Is the quality of Google’s search results deteriorating? Lately, there’s been lots of discussion of that question. The founders of search-engine upstart Blekko, which has features designed to block spam and content-farm pages, contend that Google’s results are now riddled with junk.

In my everyday use of Google, I haven’t noticed a problem. The results have seemed as relevant as they’ve ever been–not perfect, but pretty darn good. Certainly solid enough that I haven’t been tempted to flee to Blekko, Bing, or another Google alternative on a regular basis. (The topics I tend to search for may help–I can’t imagine why a spammer or other sneak would want to create pages that show up high in the results for, say, Sargent Shriver.)

But for Google, the perception that its quality is in decline is dangerous–and if it really is suffering, it’s potentially disastrous. Its reputation for running a really well-done search engine is the foundation of everything else it does; if it loses that, everything else is at risk. In a worst-scenario, it might be like the sad story of Dell, which–perceptionwise, at least–went from being synonymous with excellent tech support in the 1990s to a byword for mediocre customer service in this century.

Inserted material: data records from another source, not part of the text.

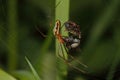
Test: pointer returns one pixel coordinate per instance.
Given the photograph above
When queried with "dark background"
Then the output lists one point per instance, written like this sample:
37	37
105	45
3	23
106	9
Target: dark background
99	22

So it’s interesting to see Google spam fighter Matt Cutts address concerns in an Official Google Blog post today. He says that the company has noticed a “slight uptick” in spam recently, and that it’s heard “loud and clear” that people are concerned about low-grade content generated by content farms. (Cutts doesn’t mention any content farms by name, but Demand Media–the parent company of eHow and other sites–and Yahoo’s Associated Content are two prominent ones.) He also denies that the fact that spammy and low-quality sites often exist primarily to serve up Google ads has anything to do with their prominence in Google results.

And he says this:

The fact is that we’re not perfect, and combined with users’ skyrocketing expectations of Google, these imperfections get magnified in perception. However, we can and should do better.

So how satisfied are you with Google’s search results these days?